Muss man bereits Erfahrung in der Schauspielerei haben, damit man am Workshop teilnehmen kann?
Gar nicht. Ich habe fast jedes Mal einen grossen Teil neugierige «Newbies» dabei, die zum ersten Mal sowas ausprobieren. Das freut mich immer total und ich glaube ich kann mit gutem Gewissen behaupten, dass es bis anhin noch nie jemand bereut hat, diesen Schritt gemacht zu haben und sich somit gewissermassen auch etwas aus seiner «Comfort zone» zu bewegen. Daneben habe ich aber auch immer wieder professionelle Schauspieler in meinem Kurs, die ihr «Instrument» stimmen möchten, beziehungsweise einfach dranbleiben wollen. Die Entdeckungsreise ist nämlich nie zu Ende. Schauspielerei ist wie Sport. Ständiges Training ist unabdingbar, wenn man besser werden möchte.
Was vermittelst du den Teilnehmenden?
Die vermittelten Inhalte sind so vielfältig, dass es schwierig ist alles in einem kleinen Abschnitt in Worte zu fassen. Ich bin dabei einen sehr eigenen, holistischen Ansatz zu entwickeln, wie ich die «Schauspielerei» sehe und auch vermitteln möchte. Dazu gehören ganz viele verschiedene Bereiche. Empathie, Zuhören, Bewegung, Stimme, Aktion/Reaktion, sind nur einige wenige Beispiele. Natürlich gehört hier auch die «Auseinandersetzung mit dem eigenen Gepäck» dazu. Damit meine ich, dass kein Schauspieler darum herumkommt, sich mit seinem emotionalen Ballast, seinen Traumata, wenn man so will, auseinanderzusetzen. Alles was wir erlebt haben, besonders in den ersten Lebensjahren, wirkt sich prägend und wegweisend auf unser restliches Leben und unser Verhalten, ja selbst auf unseren Körper und unsere Bewegungen aus. Und das Ziel eines jeden Schauspielers ist die Bewusstwerdung, sowie die Auf- und Bearbeitung seines «Gepäcks», damit er - in Folge frei davon - unbedarft in andere Charaktere transformieren kann. Nun sollte das halt meiner Meinung nach halt nicht bloss das Ziel eines jeden Schauspielers sein, sondern von jedem Menschen der gesund und glücklich durchs Leben gehen möchte. Deshalb sind meine Workshops auch so gut für jedermann/-frau geeignet und ich wage mal zu behaupten, dass sie deswegen auch so gut ankommen. Wenn man alles auf einen gemeinsamen Nenner bringen möchte, würde ich den Inhalt wohl am ehesten als einen Kurs in «Persönlichkeitsentwicklung» bezeichnen. Das klingt jetzt vielleicht alles ein bisschen verkopft, jedoch gehen wir das ganze sehr spielerisch, mit kindlicher Neugierde und viel Freude am Ausprobieren an. Ich glaube fest daran, dass nichts so kathartisch ist wie das Spiel.

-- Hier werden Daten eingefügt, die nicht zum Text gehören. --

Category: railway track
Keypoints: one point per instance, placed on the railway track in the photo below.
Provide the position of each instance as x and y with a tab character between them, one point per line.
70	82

Du konntest bereits bei verschiedenen Produktionen und Bühnenprogrammen Erfahrungen sammeln. Gibt es so etwas wie einen Gratis-Tipp vorab für unsere Leserinnen und Leser?
Ich könnte jetzt schon klassische Tipps aufzählen, die man in jedem Schauspiel-Ratgeber findet. Aber das ist ja nicht Sinn und Zweck. Damit lässt sich auch nicht viel anfangen, wenn man sie einfach nur liest. Beim Schauspiel arbeitet man mit dem Körper und es geht darum den Mut aufzubringen Dinge auszuprobieren. Es gibt kein richtig oder falsch. Aber es geht ums «Erleben». Theorie ist schön und gut aber Schauspiel ist eben immer noch «tun» und nicht «fühlen» wie Leute das fälschlicherweise oft glauben. Aber darauf gehe ich jetzt nicht ein, das würde den Rahmen sprengen. In meinen Workshops erläutere ich aber, wie ich das meine.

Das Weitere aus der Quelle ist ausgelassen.